Located on Wyoming SE inside Kirtland Air Force Base, the museum is the nation's largest nonsecret repository of nuclear weapons artifacts.
Its main display hall is filled with exhibits that include nuclear weapons minus their radioactive explosives.
It draws 200,000 visitors a year and is well-known among researchers who study the U.S. nuclear arsenal and its history.
They really have it, from A to Z," said Robert S. Norris, a Washington, D.C.-based nuclear weapons expert with the Natural Resources Defense Council and author of many books on nuclear weapons.
The museum is invaluable, Norris said, because there are so few places for a member of the public to have direct contact with nuclear weapons.
Outside, the museum's yard is filled with missiles and planes, including an imposing B-52 nuclear bomber that greets visitors as they drive up.
While the museum is largely filled with dispassionate displays of nuclear artifacts, it doesn't avoid some of the bad news that has afflicted the nuclear age.
One display, for example, tells the story of a nuclear accident over Palomares, Spain, in 1966 in which a B-52 bomber carrying nuclear weapons crashed with an aerial tanker while refueling.
The bombs fell away, with two scattering dangerous plutonium dust over several hundred acres of Spanish farmland.
A smashed-up casing from one of the Palomares bombs (one that did not leak plutonium) is on display.
It also has a small piece of burned tile from Hiroshima on exhibit -- more, Norris pointed out, than the Smithsonian was willing to exhibit after a controversy erupted over its plans for a display of the Enola Gay, the plane that dropped the atomic bomb on Hiroshima.

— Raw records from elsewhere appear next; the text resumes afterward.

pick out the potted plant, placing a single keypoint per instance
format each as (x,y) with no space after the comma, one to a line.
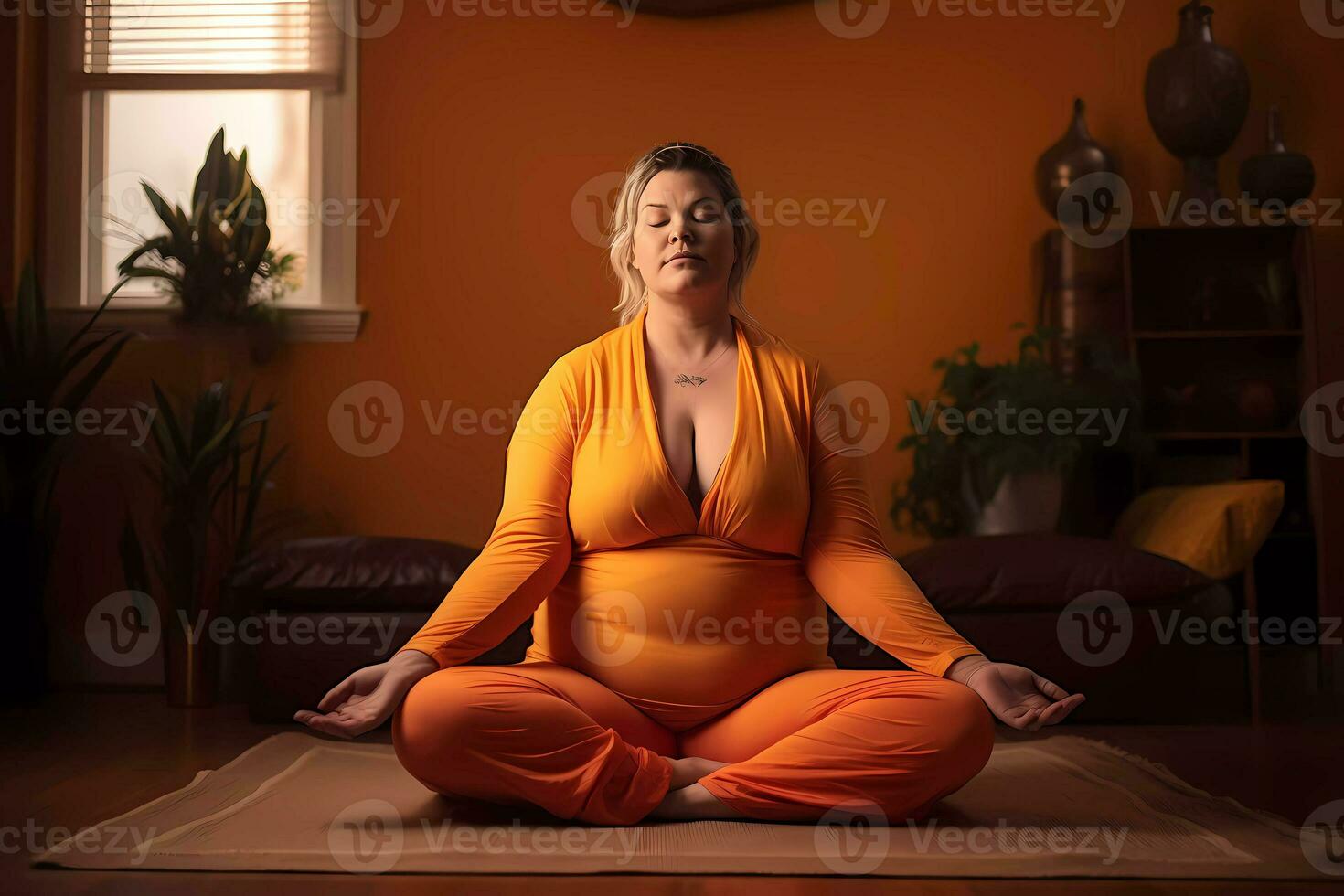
(37,369)
(210,465)
(995,446)
(215,260)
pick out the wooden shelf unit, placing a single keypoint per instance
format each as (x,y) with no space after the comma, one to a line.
(1221,324)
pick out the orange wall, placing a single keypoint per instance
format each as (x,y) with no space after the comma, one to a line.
(483,129)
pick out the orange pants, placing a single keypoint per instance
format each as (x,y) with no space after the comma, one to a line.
(548,735)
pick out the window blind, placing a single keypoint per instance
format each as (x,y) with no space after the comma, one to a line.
(296,37)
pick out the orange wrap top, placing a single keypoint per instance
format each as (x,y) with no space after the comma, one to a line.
(684,617)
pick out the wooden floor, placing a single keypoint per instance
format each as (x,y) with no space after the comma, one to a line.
(76,759)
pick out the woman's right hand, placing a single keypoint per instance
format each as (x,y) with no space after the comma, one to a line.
(368,696)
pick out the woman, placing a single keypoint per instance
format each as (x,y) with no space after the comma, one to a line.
(675,527)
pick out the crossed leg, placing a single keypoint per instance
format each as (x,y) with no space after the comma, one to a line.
(551,736)
(892,741)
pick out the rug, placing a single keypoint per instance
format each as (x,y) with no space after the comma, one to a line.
(1050,807)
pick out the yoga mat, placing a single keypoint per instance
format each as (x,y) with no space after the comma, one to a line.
(1057,806)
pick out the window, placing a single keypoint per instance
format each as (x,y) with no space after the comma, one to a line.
(137,91)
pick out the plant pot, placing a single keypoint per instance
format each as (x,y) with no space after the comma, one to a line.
(1023,503)
(191,669)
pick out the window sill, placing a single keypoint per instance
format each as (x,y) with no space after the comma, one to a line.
(303,324)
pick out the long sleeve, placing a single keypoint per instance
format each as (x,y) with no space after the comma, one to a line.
(529,547)
(846,558)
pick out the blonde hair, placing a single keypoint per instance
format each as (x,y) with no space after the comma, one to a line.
(677,156)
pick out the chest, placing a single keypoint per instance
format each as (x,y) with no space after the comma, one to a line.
(695,422)
(726,458)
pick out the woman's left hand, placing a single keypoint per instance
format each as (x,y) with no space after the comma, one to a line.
(1017,695)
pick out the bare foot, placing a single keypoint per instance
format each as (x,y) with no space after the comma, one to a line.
(688,770)
(694,802)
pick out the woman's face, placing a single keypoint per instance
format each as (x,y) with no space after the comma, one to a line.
(682,211)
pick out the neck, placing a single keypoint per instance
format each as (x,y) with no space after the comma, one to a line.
(687,332)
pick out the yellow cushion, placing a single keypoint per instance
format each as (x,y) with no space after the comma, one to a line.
(1212,528)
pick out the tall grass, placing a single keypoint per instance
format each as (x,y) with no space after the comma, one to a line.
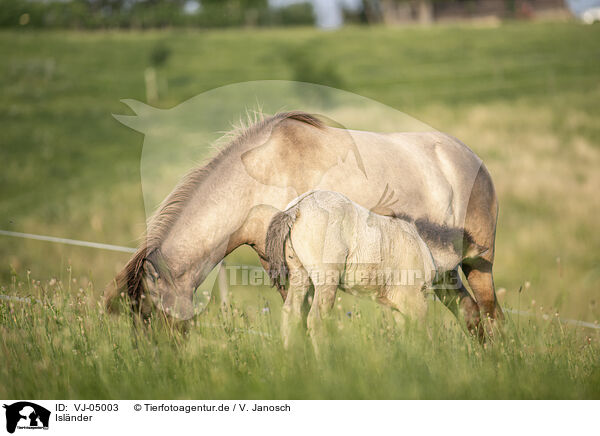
(64,346)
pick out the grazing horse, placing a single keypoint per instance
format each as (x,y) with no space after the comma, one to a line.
(230,202)
(325,241)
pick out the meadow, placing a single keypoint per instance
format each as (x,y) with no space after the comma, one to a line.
(523,96)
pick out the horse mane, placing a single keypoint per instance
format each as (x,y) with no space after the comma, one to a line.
(129,280)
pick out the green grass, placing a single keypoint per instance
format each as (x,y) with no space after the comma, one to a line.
(523,96)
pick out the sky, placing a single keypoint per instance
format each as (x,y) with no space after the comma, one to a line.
(328,12)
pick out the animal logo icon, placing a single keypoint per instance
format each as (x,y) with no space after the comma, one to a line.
(26,415)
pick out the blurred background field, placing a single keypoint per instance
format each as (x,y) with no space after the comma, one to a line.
(522,95)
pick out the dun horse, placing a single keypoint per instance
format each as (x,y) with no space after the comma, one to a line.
(325,241)
(231,201)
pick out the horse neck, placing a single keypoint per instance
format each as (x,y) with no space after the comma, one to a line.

Deborah Payne, the Sandia executive who will oversee museum operations, said the museum will give Sandia a vehicle "to communicate its scientific accomplishments to museum visitors."
But Payne said it will remain, first and foremost, a national institution devoted to preserving and displaying the nation's national nuclear heritage.
While Sandia takes over the museum, the museum's public documents reading room will remain under DOE control.
The department is considering moving the reading room's documents collection off of Kirtland to a more public place, possibly one of the Albuquerque Technical-Vocational Institute's libraries, said DOE spokesman Al Stotts.